Santini adapte sa production de maillots pour fournir des masques de protection à l'Italie

La province lombarde de Bergame est l'épicentre italien de la dramatique propagation du coronavirus, avec des milliers de malades et des centaines de décès. Mais les habitants de la région sont réputés depuis longtemps pour leur ténacité et leur capacité à répondre aux crises avec énergie et solidarité. De nombreuses entreprises sont montées au front pour aider la communauté. Parmi elles, on retrouve le célèbre fabricant Santini, basé à Lallio.

Marque historique de vêtements techniques pour le cyclisme et le triathlon, travaillant en collaboration avec l’UCI depuis plus de 30 ans, Santini confectionne notamment les fameux maillots arc-en-ciel de l'UCI. L'entreprise est prête à transformer un grand nombre de ses chaînes de production pour répondre à l'un des besoins les plus pressants de cette crise : le manque de masques de protection.

En seulement quelques jours, Santini a mis au point un prototype de grande qualité, actuellement étudié par le Politecnico di Milano (Ecole polytechnique de Milan) en vue de l’obtention dès que possible des certifications nécessaires puis du lancement d’une production de masse.
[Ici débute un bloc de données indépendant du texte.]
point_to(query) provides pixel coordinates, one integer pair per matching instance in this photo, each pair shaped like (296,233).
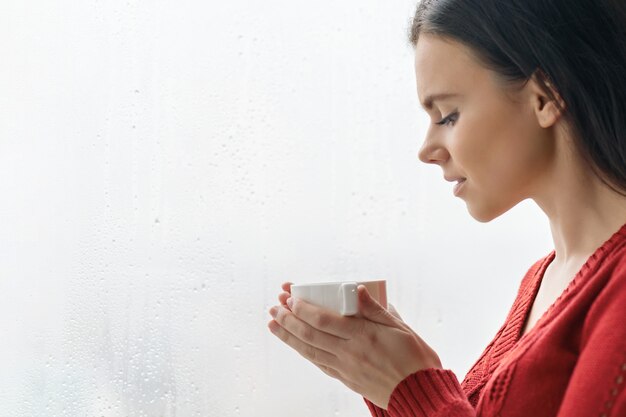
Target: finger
(323,319)
(282,298)
(330,372)
(372,310)
(311,353)
(394,312)
(304,331)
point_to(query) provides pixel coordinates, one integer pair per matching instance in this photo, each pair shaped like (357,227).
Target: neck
(583,214)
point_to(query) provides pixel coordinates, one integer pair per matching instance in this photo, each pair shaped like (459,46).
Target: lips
(458,186)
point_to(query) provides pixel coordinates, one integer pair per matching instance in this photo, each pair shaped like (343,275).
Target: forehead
(446,66)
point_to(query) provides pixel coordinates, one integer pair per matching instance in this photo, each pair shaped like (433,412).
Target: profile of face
(495,144)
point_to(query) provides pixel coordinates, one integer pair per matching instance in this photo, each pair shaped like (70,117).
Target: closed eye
(449,119)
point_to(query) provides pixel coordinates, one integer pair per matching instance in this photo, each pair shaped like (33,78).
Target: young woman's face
(487,141)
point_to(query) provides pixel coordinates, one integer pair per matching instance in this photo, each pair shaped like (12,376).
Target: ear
(547,110)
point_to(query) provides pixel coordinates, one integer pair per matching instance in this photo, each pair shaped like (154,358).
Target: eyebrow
(428,102)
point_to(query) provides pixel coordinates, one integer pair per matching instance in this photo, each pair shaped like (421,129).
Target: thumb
(372,310)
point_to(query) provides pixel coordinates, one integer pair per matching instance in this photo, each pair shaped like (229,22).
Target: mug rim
(330,283)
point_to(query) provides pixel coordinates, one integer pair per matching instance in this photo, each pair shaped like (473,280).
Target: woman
(527,100)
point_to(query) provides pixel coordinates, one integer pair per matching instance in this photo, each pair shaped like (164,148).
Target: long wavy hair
(574,49)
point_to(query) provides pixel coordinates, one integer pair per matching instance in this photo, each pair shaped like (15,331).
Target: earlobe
(547,110)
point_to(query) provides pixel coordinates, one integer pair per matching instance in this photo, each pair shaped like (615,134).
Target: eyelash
(450,119)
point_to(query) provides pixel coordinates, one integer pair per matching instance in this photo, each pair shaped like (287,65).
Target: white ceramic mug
(340,296)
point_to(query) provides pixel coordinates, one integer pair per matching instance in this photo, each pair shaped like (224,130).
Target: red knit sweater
(572,363)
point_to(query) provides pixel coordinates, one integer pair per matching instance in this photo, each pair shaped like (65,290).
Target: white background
(164,166)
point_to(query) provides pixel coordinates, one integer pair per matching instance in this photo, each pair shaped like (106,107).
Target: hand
(371,354)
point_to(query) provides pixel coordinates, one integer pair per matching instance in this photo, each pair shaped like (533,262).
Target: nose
(432,152)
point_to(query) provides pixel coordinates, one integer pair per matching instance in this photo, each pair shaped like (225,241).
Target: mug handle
(349,300)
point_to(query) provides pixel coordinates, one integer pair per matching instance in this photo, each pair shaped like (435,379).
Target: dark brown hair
(576,49)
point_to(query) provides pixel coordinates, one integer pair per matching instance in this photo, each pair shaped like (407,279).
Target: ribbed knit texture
(572,363)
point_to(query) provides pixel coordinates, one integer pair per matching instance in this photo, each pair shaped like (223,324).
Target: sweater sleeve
(427,393)
(596,386)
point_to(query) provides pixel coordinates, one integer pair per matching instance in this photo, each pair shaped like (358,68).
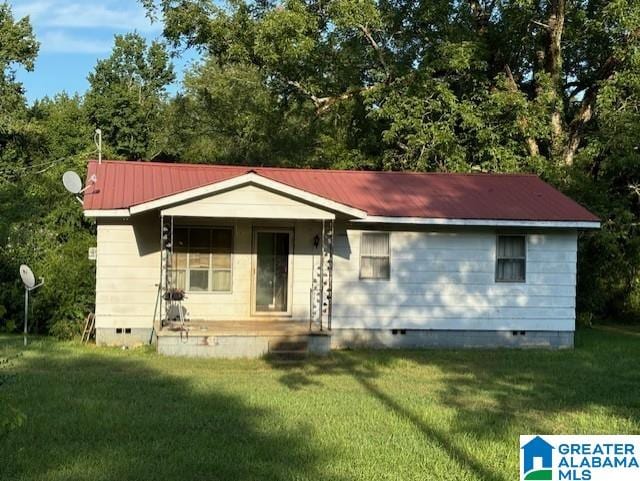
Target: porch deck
(242,338)
(242,328)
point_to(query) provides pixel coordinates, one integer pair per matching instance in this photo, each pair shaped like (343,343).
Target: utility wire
(40,168)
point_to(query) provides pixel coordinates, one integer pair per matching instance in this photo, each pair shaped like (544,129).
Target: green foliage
(125,96)
(434,86)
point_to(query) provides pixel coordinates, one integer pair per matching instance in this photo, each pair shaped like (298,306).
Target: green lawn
(97,414)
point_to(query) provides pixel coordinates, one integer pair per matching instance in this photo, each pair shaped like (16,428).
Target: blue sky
(74,34)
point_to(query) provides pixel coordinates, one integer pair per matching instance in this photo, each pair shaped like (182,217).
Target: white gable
(248,201)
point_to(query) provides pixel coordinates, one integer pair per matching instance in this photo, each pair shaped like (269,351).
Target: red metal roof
(123,184)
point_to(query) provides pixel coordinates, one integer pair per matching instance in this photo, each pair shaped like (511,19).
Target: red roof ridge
(253,168)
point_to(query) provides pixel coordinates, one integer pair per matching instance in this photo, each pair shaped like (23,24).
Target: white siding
(248,202)
(446,280)
(128,271)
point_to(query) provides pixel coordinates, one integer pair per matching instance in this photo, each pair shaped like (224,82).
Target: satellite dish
(72,182)
(27,276)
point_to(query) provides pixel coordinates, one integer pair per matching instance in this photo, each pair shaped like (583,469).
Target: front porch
(243,339)
(251,269)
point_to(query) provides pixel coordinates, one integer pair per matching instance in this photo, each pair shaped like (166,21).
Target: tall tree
(126,96)
(438,74)
(18,47)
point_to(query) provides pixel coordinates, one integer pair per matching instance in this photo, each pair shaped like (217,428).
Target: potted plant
(174,294)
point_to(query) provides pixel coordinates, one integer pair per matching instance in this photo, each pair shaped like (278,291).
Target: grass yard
(106,414)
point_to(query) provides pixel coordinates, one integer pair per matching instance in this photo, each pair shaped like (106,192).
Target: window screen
(374,255)
(511,258)
(202,259)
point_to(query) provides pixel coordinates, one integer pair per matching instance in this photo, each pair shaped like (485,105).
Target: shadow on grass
(97,416)
(494,393)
« Cette idée est née lundi 16 mars, après la publication des nouvelles normes pour les accessoires de protection, avec la possibilité de mettre en place une sorte d'auto-certification des masques à partir d'une série de critères établis dans un décret récent », explique Paola Santini. Fille du fondateur Pietro et sœur de la PDG de l’entreprise Monica, elle est aujourd'hui à la tête du département marketing de la compagnie. « L'objectif était de donner aux autres fabricants la possibilité de produire des choses qu'on ne trouve plus. J'ai regardé ma sœur, et on s'est dit : " Voyons si on peut faire quelque chose. " On est dans l'œil du cyclone, on ressent cette urgence dans notre chair. »
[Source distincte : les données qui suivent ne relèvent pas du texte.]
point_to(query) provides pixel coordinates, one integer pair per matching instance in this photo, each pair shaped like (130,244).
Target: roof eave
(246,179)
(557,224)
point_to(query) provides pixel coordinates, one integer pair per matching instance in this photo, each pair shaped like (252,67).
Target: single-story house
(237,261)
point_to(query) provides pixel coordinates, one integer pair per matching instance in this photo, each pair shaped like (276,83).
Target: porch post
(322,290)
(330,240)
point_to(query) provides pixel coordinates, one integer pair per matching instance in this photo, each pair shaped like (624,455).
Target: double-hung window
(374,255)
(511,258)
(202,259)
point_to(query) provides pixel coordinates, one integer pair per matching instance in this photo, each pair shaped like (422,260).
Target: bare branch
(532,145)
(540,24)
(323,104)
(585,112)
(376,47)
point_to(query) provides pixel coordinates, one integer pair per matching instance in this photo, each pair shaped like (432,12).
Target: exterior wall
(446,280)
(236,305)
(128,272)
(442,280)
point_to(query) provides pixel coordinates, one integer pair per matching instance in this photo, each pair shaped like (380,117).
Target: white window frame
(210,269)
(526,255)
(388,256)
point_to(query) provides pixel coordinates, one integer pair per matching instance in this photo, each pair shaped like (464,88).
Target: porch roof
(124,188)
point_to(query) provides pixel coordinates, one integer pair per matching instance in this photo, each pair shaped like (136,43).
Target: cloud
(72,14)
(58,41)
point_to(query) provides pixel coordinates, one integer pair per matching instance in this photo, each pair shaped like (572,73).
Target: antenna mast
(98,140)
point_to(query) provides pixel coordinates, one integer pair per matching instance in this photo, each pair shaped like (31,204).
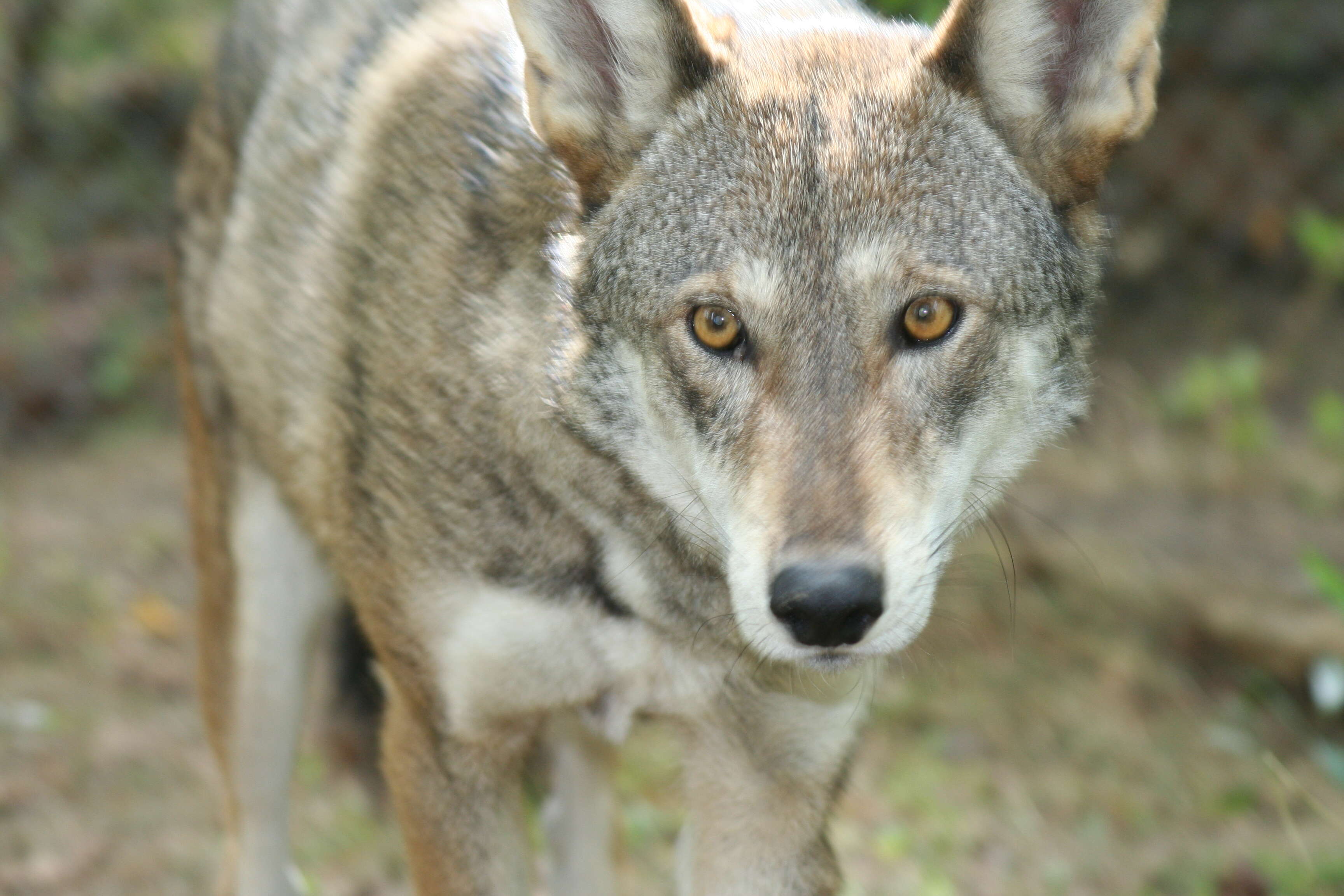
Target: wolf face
(831,304)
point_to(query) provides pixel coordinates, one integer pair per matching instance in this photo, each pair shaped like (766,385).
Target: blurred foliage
(1321,240)
(1327,578)
(925,11)
(1327,411)
(1225,396)
(96,96)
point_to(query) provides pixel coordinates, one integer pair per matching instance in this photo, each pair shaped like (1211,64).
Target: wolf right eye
(717,328)
(929,319)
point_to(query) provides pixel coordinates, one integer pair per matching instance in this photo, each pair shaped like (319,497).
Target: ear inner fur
(600,84)
(1068,82)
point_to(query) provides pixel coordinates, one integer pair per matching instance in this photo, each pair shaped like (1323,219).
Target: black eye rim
(737,350)
(906,339)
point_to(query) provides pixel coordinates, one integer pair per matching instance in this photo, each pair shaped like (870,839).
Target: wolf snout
(826,604)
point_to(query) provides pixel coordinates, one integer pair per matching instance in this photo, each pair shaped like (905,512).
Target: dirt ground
(1111,710)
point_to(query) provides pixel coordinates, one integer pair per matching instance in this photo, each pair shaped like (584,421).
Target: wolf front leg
(580,810)
(761,778)
(459,804)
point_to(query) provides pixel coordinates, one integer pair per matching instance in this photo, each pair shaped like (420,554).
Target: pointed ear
(603,76)
(1065,81)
Santini a mené ce projet en collaboration étroite avec Sitip, une autre compagnie bergamasque : « Ils sont l’un de nos fournisseurs les plus anciens. On a choisi le bon tissu ensemble et on a consulté des médecins et l'ATS (Agenzia di Tutela della Salute – Agence de santé) locale pour dessiner la forme et la structure au mieux. On court contre le temps. On a envoyé notre meilleur prototype au Politecnico di Milano et dans le même temps on a continué à développer d'autres solutions. On a mené des vérifications en interne, mais on voulait des évaluations scientifiques plus rigoureuses y compris un test microbiologique qu'on n'aurait pas pu faire nous-mêmes. »

Dans un pays confronté tragiquement au Covid-19, « la rumeur de notre projet s'est répandue, et on a reçu des centaines d'appels non seulement de la presse, mais aussi d'hôpitaux, d'associations et de la Protezione Civile (Protection Civile), explique Paola Santini. La situation est désespérée, ils ont besoin de masques même sans certification. Par exemple, l'unité de soins intensifs de Sondrio attend toujours des stocks de masques qui ont été retenus quelque part, puisque toutes les frontières sont fermées ; ils ont donc organisé un réseau avec les autorités locales et les entreprises locales de coton pour un approvisionnement urgent. »

Quelle est la différence entre les masques communs et le modèle sur lequel Santini travaille ?

« Notre prototype est réutilisable, stérilisable et peut être lavé jusqu'à 90-95 degrés tout en garantissant l'intégrité du tissu jusqu'à dix utilisations. Il est fait avec un tissu polyester très dense et un traitement appelé "Acqua Zero" (Zéro Eau) qui rend le masque complètement étanche.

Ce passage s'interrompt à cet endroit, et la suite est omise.